Vision-based solutions generally achieve strong accuracy as well, but they depend on heavy computation and image preprocessing, which restricts their use in real-time wearable systems. These comparisons underline the strength of our design, which balances accuracy with simplicity, affordability, and suitability for embedded deployment.
6. Future Work and Improvements
Future work will explore advanced sequence models such as Long Short-Term Memory (LSTM) networks and lightweight Transformer encoders. These architectures are better suited for sequential sign language data and will be trained on our custom MSL dataset to assess performance improvements over the current ANN-based approach.
Extending recognition from isolated letters to continuous words and sentences will be a key priority in future research. Sequence modeling techniques will be applied to enable dynamic recognition for more natural and practical communication.
While the proposed system demonstrates strong performance in recognizing isolated letters from Moroccan Sign Language (MSL), several directions remain for future enhancement:
- ⮚
Alphabet-to-Word and Sentence Translation: Extending the system to recognize complete words or sentences will require sequence modeling techniques, such as Recurrent Neural Networks (RNNs), Long Short-Term Memory (LSTM) networks, or Transformer-based architectures.
- ⮚
Gesture Intensity and Duration Analysis: Incorporating analog signal processing or pressure/flex sensors could help distinguish gestures with subtle temporal or force-related variations, enhancing recognition of expressive content or emotion.
- ⮚
User Adaptation and Personalization: Implementing adaptive calibration routines would allow the glove to automatically adjust to different hand sizes and user movement profiles, improving long-term robustness.
- ⮚
Multimodal Fusion and Context Awareness: Integrating additional sensors (e.g., microphones, cameras, EMG) could support multimodal learning, enabling the system to better handle ambiguous or context-dependent gestures.
- ⮚
Analog Artificial Neural Networks (AANNs): Investigating neuromorphic computing and transistor-based analog circuits may enable ultra-low-power inference suitable for continuous use in wearable applications.

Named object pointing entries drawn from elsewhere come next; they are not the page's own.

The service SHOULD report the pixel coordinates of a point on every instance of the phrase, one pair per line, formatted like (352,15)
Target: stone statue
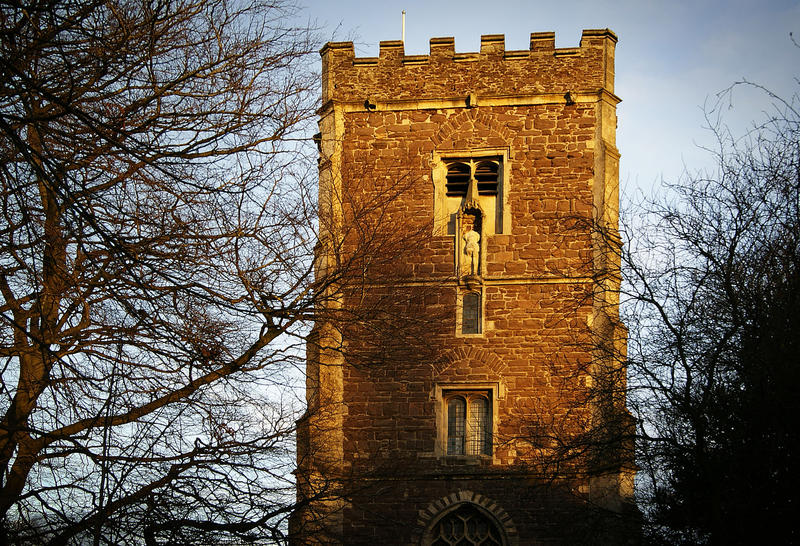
(472,245)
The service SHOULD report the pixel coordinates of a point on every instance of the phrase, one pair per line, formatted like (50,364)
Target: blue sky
(672,58)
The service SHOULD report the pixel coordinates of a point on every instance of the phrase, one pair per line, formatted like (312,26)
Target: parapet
(493,70)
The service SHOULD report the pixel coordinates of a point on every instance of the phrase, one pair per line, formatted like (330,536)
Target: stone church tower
(507,424)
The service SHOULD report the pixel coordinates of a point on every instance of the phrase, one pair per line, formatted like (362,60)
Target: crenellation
(493,44)
(440,75)
(543,42)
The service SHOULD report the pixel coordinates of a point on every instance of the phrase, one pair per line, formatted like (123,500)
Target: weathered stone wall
(552,112)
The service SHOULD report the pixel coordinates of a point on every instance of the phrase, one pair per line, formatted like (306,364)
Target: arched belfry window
(476,177)
(467,525)
(458,177)
(469,423)
(486,176)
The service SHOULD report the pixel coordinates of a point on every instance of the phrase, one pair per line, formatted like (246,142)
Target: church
(473,200)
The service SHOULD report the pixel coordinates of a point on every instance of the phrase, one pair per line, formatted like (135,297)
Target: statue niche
(469,247)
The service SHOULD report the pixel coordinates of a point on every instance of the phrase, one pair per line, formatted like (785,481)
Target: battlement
(492,71)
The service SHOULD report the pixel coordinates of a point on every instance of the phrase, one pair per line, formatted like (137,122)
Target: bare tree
(157,268)
(713,281)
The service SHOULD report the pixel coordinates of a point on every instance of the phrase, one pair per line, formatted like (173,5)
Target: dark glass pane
(486,174)
(479,428)
(458,175)
(456,425)
(471,313)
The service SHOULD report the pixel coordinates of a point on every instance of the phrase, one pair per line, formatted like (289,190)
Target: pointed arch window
(469,423)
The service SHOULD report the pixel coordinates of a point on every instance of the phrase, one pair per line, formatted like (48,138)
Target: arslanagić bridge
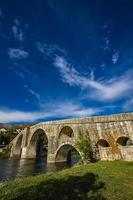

These future developments aim to move beyond isolated gesture recognition toward a fully autonomous, context-aware interface that better supports deaf and hard-of-hearing individuals.
7. Conclusions
This study presented a low-cost, portable, and real-time system for recognizing Moroccan Sign Language (MSL) alphabet gestures using a wearable glove equipped with motion sensors and an embedded artificial neural network (ANN). The system leverages five MPU6050 inertial sensors and a Raspberry Pi Pico microcontroller to perform gesture recognition directly on-device, eliminating the need for external computing resources. Through a carefully constructed dataset of over 7000 labeled samples collected from 50 participants, the ANN model was trained and optimized to achieve high accuracy and fast inference times. The system reached 98% training accuracy and 96% validation accuracy, with inference latency below 30 ms, validating its suitability for real-world deployment. Beyond its technical achievements, this system represents a meaningful step toward more inclusive communication tools for individuals who rely on sign language for the deaf and hard-of-hearing population in Morocco. Future work will focus on extending the system to full-word and sentence recognition, improving sensor integration, and exploring neuromorphic alternatives for ultra-low-power operation. This research provides a promising foundation for the development of intelligent, context-aware sign language recognition solutions that are both accessible and impactful.